Thursday, May 31, 2012

Who to blame?

Saya sedang asik menonton TV bersama orang tua saya saat sahabat saya tercinta, Evey, menelpon saya dengan nada emosi. Evey menceritakan kepada saya hal yang baru saja dialaminya, hal yang kurang menyenangkan bagi dirinya.

Sebelumnya saya ingin bercerita sedikit dengan Evey. Evey adalah seorang humas yang bekerja disebuah agency yang melayani beberapa perusahaan yang cukup ternama.

Evey bercerita bahwa dia berencana untuk mengadakan acara yang berhubungan dengan kemanusiaan dan dia berencana untuk mengundang setidaknya dua wartawan foto untuk meliput acara tersebut.

Lalu Evey menghubungi teman sekantornya yang biasanya bertugas untuk mengundang para wartawan untuk menghadiri event yang diadakan oleh kantor Evey untuk beberapa perusahaan. Evey meminta temannya tersebut untuk mengundang dua orang wartawan foto untuk menghadiri acara kemanusiaan yang akan diadakan oleh Evey.

Disaat Evey meminta tolong temannya itu, lalu temannya langsung menjawab: "Ada uangnya ga?"
Sontak Evey langsung kaget dan berpikir, "Kenapa untuk mengundang wartawan saja harus menggunakan uang, bukankah wartawan itu harusnya independent ya?"

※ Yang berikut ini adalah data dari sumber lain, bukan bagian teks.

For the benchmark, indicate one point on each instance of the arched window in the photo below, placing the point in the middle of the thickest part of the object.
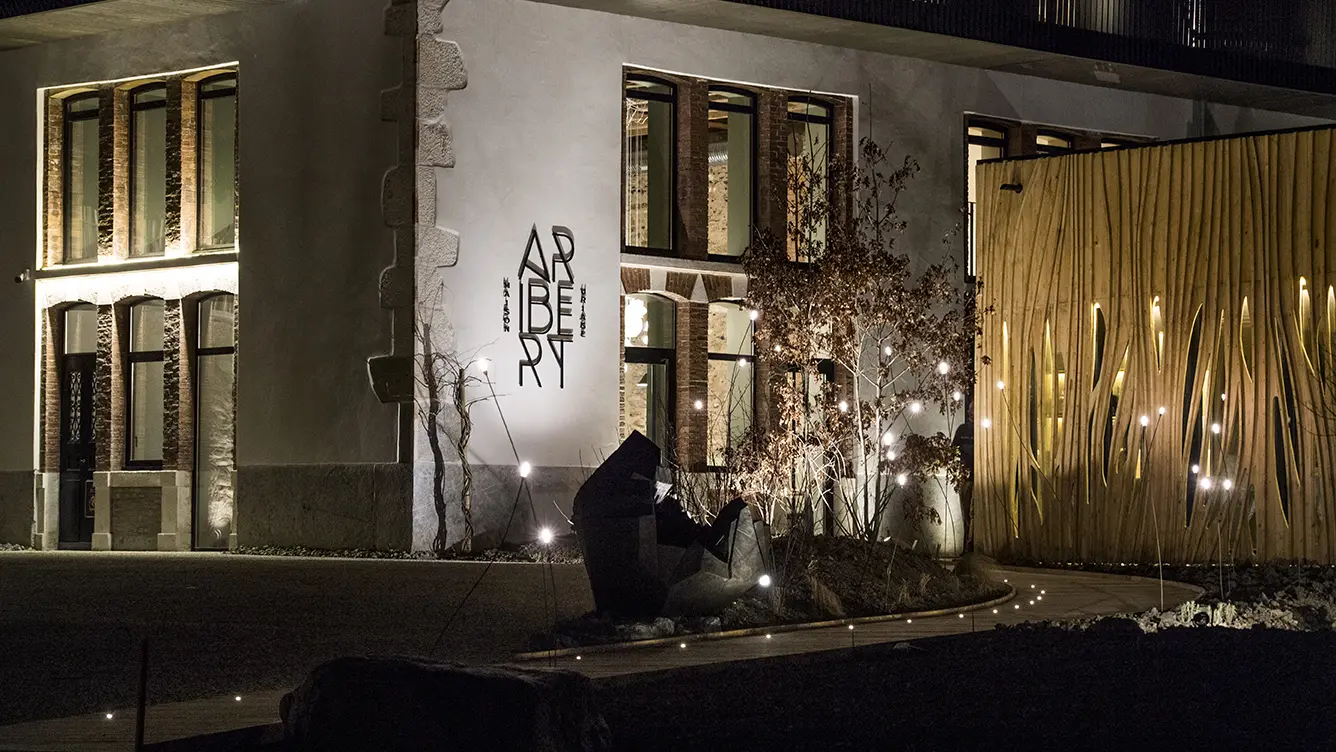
(730, 380)
(144, 393)
(647, 376)
(80, 178)
(732, 170)
(649, 155)
(148, 170)
(215, 433)
(810, 122)
(217, 219)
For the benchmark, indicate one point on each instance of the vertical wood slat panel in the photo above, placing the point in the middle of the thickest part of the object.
(1204, 226)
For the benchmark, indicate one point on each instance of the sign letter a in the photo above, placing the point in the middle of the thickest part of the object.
(541, 266)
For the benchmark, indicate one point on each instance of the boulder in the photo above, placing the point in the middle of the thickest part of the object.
(397, 704)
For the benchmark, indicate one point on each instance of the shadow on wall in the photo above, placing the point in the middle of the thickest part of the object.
(501, 509)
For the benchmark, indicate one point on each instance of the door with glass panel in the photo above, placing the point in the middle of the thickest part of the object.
(215, 355)
(78, 445)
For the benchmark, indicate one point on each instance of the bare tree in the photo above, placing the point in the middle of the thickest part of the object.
(863, 346)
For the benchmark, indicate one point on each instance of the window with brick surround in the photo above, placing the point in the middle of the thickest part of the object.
(810, 124)
(217, 142)
(148, 170)
(144, 393)
(649, 333)
(649, 154)
(730, 380)
(79, 172)
(732, 170)
(140, 168)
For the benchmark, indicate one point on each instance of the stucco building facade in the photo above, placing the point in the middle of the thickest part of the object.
(557, 193)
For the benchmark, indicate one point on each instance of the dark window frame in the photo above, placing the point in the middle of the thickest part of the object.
(754, 110)
(199, 148)
(195, 354)
(828, 120)
(734, 358)
(675, 217)
(66, 163)
(132, 95)
(134, 357)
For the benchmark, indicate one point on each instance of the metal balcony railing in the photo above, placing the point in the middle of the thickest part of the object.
(1285, 43)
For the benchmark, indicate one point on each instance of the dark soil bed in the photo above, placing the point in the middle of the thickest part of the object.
(816, 579)
(1033, 691)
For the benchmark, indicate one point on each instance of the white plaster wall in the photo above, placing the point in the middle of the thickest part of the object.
(537, 132)
(313, 242)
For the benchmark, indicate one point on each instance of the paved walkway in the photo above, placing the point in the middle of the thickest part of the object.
(1054, 595)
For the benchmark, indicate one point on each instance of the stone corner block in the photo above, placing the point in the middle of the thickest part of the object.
(440, 64)
(436, 146)
(396, 287)
(397, 197)
(437, 247)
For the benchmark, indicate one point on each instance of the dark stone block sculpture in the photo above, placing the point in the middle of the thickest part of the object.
(647, 557)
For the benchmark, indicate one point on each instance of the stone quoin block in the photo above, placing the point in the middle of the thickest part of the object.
(437, 247)
(397, 197)
(426, 198)
(436, 146)
(396, 287)
(440, 64)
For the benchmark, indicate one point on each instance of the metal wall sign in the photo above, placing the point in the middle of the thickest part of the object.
(545, 299)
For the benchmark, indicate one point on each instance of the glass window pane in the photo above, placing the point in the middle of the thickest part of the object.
(214, 458)
(730, 408)
(148, 182)
(82, 187)
(80, 330)
(217, 171)
(730, 209)
(146, 405)
(649, 322)
(730, 330)
(217, 323)
(807, 186)
(146, 326)
(648, 400)
(648, 170)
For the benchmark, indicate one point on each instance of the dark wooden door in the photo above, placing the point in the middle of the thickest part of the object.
(78, 450)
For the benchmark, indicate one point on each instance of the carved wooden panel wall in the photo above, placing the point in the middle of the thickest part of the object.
(1164, 325)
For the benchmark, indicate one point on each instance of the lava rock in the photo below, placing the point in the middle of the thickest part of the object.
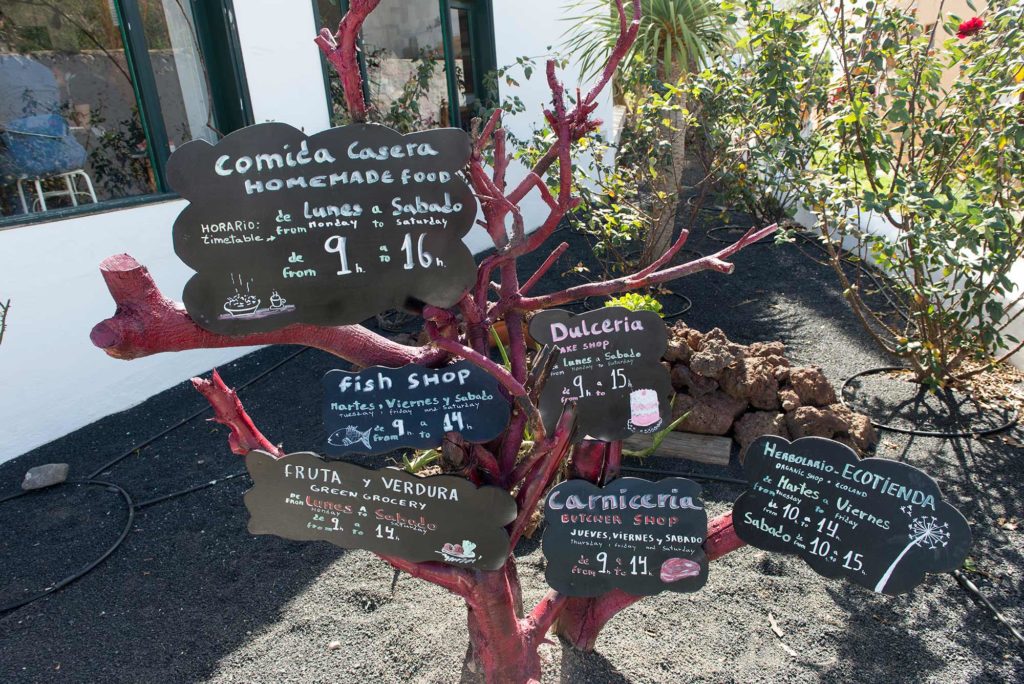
(44, 476)
(814, 422)
(758, 423)
(754, 379)
(812, 387)
(685, 380)
(716, 353)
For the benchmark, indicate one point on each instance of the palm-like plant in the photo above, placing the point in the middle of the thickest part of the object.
(675, 37)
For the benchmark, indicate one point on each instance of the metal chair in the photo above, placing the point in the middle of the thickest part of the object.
(36, 143)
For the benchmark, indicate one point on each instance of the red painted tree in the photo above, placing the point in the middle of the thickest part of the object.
(504, 637)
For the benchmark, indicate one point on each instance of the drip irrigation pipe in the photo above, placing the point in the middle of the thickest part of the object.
(918, 433)
(965, 583)
(181, 493)
(130, 506)
(189, 418)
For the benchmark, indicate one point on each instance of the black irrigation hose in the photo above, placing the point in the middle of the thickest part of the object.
(132, 506)
(976, 594)
(965, 584)
(85, 570)
(189, 418)
(181, 493)
(918, 433)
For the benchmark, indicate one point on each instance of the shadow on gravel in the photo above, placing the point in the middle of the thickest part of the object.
(581, 668)
(188, 585)
(881, 631)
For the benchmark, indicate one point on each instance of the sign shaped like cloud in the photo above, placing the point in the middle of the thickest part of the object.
(327, 229)
(441, 517)
(609, 362)
(634, 535)
(880, 523)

Lalu terjadilah percakapan seperti ini:

Evey: "Ga dibayarlah, wong ga ada dananya."
Teman Evey (T.E): "Yah susah kalo gitu, khan itu namanya titipan, jadi harus dibayarlah."
Evey: "Berapa bayarnya?"
T.E: "Yah 200 ato 250rb ajalah, buat ngebir2 aja."

Percakapan tersebut terjadi cukup lama dan teman Evey nampak sangat memaksa agar Evey mau membayar dua orang wartawan foto tersebut. Evey kebingungan dan akhirnya Evey bertanya kepada salah satu atasannya. Evey menceritakan masalah tersebut ke salah satu atasannya dan atasannya menjawab: "Gue heran sama wartawan, kok mereka kayak pengemis sih?"

Mendengar cerita Evey tersebut saya jadi bertanya-tanya, sebenarnya bagaimana sih sistem pers di Indonesia ini, apakah para penyelenggara acara harus membayar para wartawan jika mau mengundang agar acaranya dapat diliput oleh wartawan tersebut?

Jadi siapa sebenarnya yang membuat sistem pers kita menjadi kacau, apakah sang wartawan itu sendiri atau sang penyelenggara acara? Karena saya mendengar bahwa ada beberapa PR agency yang terkenal "royal" dengan para wartawan, sehingga para wartawan yang diundang oleh PR agency tersebut pasti mengharapkan bayaran atau yang dikenal dengan sebutan "jale". So, who to blame??